County QuickFacts: Census Bureau Quick Facts
Goshen County was organized in 1911.
Goshen County via Torrington is the Gateway to the West. Traversed by people using the Oregon, Mormon, California
and Texas Trails, the Cheyenne-Deadwood Stage Road, Pony Express and overland telegraph lines of pioneer days, the
North Platte River Valley is one of the most historic sections of the West. With the North Platte River as their
guide, the first sizable group of emigrants from the east crossed into Wyoming country in 1843. They camped along
the Platte in southeastern Wyoming in what is now Goshen County.
For two decades, the county served as the western doorway for some 350,000 pioneers who followed the Oregon Trail. This pioneer trail sliced diagonally through the county which has some of the most historic sites in the state.
Visitors and residents alike enjoy the many local attractions found throughout the area. The Homesteaders Museum is the first stop for visitors as they delve into the history of this area. Another enjoyable stop is the Western History Center located five miles west of Lingle. Many artifacts detailing the history of Goshen County are on display.
Fort Laramie National Historic Site, another favorite site, offers a glimpse into the past through the Living History Program, which continues throughout the summer. The fort site, the first settlement within what is now Wyoming, was established in present day Goshen County in 1834 at the junction of the Laramie and North Platte Rivers. The early history of the county centers around Fort Laramie and the Oregon Trail. In the summer of 1999, both the Ft. Laramie National Historic Site and the California Gold Rush Trail celebrated Sesquicentennials --150 years of existence.
The valley has been agriculturally-oriented for centuries, primarily because it escapes most of the severe winter storms the surrounding areas experience. The principal industry today is agriculture. More than 200,000 cattle are raised and marketed in Goshen County, which makes it the leading beef producer in the state. The local live stock auction is the fifth largest in the country. Potatoes, beans, corn, wheat and other grains, and alfalfa are among the crops produced. Sugar beets are grown and processed locally. An ethanol plant, south of Torrington, has increased the number of local value-added products.

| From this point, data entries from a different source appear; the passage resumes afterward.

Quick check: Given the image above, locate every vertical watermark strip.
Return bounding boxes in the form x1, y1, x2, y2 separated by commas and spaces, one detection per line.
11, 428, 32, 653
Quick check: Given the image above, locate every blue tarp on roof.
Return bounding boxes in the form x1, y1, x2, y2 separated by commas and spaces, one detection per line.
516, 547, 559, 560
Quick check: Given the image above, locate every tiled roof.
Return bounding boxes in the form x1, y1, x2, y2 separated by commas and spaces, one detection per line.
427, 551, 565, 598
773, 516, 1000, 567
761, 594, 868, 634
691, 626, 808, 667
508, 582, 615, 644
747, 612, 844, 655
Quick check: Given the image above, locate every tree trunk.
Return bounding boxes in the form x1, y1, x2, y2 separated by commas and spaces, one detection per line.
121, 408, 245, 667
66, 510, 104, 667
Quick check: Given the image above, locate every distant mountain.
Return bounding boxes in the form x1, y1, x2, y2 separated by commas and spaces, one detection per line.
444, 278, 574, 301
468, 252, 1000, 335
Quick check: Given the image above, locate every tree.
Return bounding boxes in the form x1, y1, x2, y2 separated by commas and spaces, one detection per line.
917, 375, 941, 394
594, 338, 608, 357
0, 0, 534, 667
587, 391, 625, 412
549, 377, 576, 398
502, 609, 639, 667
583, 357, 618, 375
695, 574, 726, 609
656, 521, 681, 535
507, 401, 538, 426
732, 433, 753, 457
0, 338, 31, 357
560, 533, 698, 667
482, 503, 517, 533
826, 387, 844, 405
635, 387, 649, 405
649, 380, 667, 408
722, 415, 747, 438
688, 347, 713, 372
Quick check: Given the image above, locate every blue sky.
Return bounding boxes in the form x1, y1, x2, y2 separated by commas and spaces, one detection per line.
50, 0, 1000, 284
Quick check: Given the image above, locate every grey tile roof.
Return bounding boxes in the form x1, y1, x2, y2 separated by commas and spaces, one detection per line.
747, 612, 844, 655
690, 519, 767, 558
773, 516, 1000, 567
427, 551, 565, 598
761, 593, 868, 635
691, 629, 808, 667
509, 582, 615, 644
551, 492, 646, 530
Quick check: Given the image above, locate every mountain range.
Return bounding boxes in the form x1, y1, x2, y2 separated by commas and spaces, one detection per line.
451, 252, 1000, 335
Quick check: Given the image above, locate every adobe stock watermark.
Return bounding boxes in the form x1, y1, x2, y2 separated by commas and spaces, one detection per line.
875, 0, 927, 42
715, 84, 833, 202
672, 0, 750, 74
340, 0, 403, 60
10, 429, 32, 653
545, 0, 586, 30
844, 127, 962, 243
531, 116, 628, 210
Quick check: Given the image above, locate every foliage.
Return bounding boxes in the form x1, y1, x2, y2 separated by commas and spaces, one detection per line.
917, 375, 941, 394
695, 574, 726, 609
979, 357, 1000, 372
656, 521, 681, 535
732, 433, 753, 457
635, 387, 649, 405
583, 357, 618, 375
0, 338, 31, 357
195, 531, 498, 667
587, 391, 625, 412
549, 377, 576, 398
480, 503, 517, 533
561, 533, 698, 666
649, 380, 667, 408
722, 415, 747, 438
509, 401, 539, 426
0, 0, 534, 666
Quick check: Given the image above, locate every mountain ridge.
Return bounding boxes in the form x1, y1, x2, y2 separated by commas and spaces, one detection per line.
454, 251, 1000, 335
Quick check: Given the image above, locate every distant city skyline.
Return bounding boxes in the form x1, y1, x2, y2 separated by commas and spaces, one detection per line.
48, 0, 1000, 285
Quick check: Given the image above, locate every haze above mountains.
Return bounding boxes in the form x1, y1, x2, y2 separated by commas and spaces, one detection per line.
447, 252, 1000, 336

Indian tribes lived in the valley where they grew crops and hunted on the uplands. They were driven out by nomadic tribes and eventually trappers and traders took over this location. There are only a few towns in Goshen County, most of which emerged by the homestead areas. Torrington, the county seat, became a city January 1, 2000. It was given its name in 1889 by a local settler who wished a name for the post office he was establishing, and chose the name of his birthplace in Connecticut.
According to the US Census Bureau, the county has a total area of 2,232 square miles (5,781 km2), of which,
2,225 square miles (5,764 km2) of it is land and 7 square miles (18 km2) of it (0.31%) is water.